LOS ANGELES " Crews battling wildfires across California are finding there's trouble on the wind.
Overnight gusts caused flames to jump fire lines in the Sequoia National Forest east of Bakersfield, damaging "some outbuildings and maybe a residence," Piute fire information officer Barbara Dougan said Tuesday morning.
North of Sacramento, hundreds of residents were leaving the small town of Concow after authorities issued an immediate evacuation advisory after winds shifted.
That fire is part of the Butte Lightning Complex, a system of fires that have burned more than 45 square miles and had been 55 percent contained.
The cause of the troubling weather is a high pressure system setting up over the entire West, said Mike Smith, a meteorologist with the National Weather Service in Sacramento. "So in addition to the very warm temperatures we're getting, we'll also be getting a little bit of offshore wind...which keeps the moist marine air from coming inland."
The turn toward hot and drier weather comes as three major forest blazes " the Gap fire above the city of Goleta west of Santa Barbara, the Basin Complex fire 150 miles to the northwest at Big Sur and the Piute fire in the southern Sierra Nevada " are all less than half contained.
Those fires, considered the most dangerous in potential to cause losses, were among more than 300 still uncontained out of some 1,780 that have scorched more than 960 square miles of California in two weeks. Most were started by lightning strikes, but several are believed to have been human-caused.
More than 100 structures statewide have been destroyed. One firefighter died of a heart attack.

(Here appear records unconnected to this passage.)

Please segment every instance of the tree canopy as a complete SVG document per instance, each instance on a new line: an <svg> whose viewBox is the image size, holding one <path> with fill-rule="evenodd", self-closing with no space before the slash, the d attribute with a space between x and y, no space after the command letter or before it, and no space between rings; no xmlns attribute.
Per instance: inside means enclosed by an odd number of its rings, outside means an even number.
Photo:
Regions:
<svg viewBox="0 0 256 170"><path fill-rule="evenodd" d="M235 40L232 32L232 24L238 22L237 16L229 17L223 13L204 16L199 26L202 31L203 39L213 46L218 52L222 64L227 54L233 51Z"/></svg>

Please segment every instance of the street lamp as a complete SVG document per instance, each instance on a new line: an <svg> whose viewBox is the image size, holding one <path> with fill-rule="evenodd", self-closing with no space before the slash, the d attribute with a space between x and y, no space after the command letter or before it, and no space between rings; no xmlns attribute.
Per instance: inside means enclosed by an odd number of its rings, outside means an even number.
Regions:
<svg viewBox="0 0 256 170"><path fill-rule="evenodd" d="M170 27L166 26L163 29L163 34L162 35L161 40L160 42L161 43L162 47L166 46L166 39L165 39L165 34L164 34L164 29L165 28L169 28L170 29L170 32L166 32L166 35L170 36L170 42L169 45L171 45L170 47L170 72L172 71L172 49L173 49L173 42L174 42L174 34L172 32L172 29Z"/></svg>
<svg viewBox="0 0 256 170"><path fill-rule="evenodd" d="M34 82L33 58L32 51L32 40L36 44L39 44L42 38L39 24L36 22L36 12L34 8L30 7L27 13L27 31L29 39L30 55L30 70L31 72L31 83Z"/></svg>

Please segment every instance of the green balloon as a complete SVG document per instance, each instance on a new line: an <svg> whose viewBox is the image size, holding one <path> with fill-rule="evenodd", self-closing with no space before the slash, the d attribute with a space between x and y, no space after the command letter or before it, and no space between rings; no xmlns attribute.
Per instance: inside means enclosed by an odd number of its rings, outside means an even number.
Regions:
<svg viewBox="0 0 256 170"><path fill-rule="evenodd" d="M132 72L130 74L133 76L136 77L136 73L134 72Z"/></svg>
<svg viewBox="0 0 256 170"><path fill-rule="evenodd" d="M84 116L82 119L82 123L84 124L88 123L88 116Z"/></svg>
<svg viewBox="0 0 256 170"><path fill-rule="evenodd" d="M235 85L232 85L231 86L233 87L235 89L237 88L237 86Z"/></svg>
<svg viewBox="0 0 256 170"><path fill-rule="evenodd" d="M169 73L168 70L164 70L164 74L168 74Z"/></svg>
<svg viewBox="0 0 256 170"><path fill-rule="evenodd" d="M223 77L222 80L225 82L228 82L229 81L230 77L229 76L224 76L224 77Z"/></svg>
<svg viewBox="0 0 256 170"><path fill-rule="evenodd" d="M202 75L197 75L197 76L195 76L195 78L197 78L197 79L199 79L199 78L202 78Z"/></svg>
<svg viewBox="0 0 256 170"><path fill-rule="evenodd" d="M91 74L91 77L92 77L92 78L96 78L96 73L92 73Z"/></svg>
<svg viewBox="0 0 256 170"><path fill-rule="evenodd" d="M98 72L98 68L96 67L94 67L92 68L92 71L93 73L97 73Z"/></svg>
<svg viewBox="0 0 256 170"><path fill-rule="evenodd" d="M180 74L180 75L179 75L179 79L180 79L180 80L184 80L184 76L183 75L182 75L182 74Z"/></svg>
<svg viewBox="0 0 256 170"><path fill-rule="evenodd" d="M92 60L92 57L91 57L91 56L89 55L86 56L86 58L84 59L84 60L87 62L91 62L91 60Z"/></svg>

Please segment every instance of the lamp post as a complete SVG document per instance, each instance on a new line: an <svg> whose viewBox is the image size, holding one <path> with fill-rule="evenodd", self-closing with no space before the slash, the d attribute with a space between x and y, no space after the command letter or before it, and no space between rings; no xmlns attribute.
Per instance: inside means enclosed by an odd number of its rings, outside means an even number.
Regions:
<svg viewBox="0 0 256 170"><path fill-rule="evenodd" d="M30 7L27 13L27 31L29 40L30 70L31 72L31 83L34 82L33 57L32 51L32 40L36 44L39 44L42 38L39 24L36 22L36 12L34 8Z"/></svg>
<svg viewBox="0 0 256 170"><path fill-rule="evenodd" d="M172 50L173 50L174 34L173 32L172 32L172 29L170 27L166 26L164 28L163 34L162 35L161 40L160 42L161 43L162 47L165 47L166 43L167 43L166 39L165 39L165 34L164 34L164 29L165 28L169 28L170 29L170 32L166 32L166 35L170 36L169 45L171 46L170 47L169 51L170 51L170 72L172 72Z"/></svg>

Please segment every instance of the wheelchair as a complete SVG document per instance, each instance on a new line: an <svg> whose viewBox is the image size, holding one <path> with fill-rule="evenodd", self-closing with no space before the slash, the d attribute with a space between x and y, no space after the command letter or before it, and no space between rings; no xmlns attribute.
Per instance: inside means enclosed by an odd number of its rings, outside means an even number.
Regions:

The 15-square-mile Gap fire was 35 percent contained Tuesday, mostly on its southern side near neighborhoods.
"Overall, the fire has calmed down in our most populated areas," fire spokeswoman Pat Wheatley said.
"Right now, we have a good fog layer, which is to our advantage" but high temperatures were expected to top 100 in the area, and that could complicate firefighting efforts, she said.
Crews also faced "sundowner" winds that have been routinely gusting up in the late afternoon, she said.
Fire crews planned to attack the blaze on its northern and western ends.
"We recognize that the west end is problematic," Goleta Mayor Michael Bennett said Monday. "But the north and the northeast corner will be contained soon and then we can maybe take a deep breath and relax."
More than 2,000 residents were able to return home Monday, said Roger Aceves, Goleta's mayor pro tem.
But about 275 homes remained under mandatory evacuation Tuesday and another 3,200 were in areas where residents have been warned to be ready to leave.
At risk were scattered homes on the fire's growing western flank on the Santa Ynez Mountains, Aceves said.
"There are a lot of homes in the hills, and horse and cattle ranches," Aceves said.
The fire has destroyed four outbuildings and two firefighters have received minor injuries.
Aceves said residents were immensely grateful to firefighters, who in some instances beat back flames from front doors. But they were still concerned that the fire could whip up again.
"We know what can happen," Aceves said. "This is brush that hasn't burned since 1955."
High temperatures were expected to top 100 degrees through Thursday in the local mountains.
Five fresh "hot shot" crews from Arizona and New Mexico, totaling 100 firefighters, were brought in Monday to the region about 100 miles northwest of Los Angeles.
About 36,000 customers in the Santa Barbara County lost power around 8 p.m., said Southern California Edison spokeswoman Nancy Williams. Nearly all had their power restored within an hour, she said. It was at least the sixth straight day that transmission lines have been affected by flames and smoke.
Officials for the 125-square-mile Basin Complex fire near Big Sur and the 48-square-mile Piute fire said those blazes won't be controlled for at least another two weeks.
The Basin Complex, 18 percent contained, was raging through the remote Ventana Wilderness where difficult access made it hard to build containment lines, said Jim Turner, spokesman for the U.S. Forest Service.
A mandatory evacuation remained in effect Monday for all residents of Big Sur. Firefighters were struggling to widen fire lines near Highway 1 and residential areas to between 300 feet and a quarter mile, Turner said.
Crews secured a Boy Scout camp Monday by burning out brush between the buildings and the wildfire's edge and were setting controlled fires elsewhere to halt the blaze's march, the Forest Service said.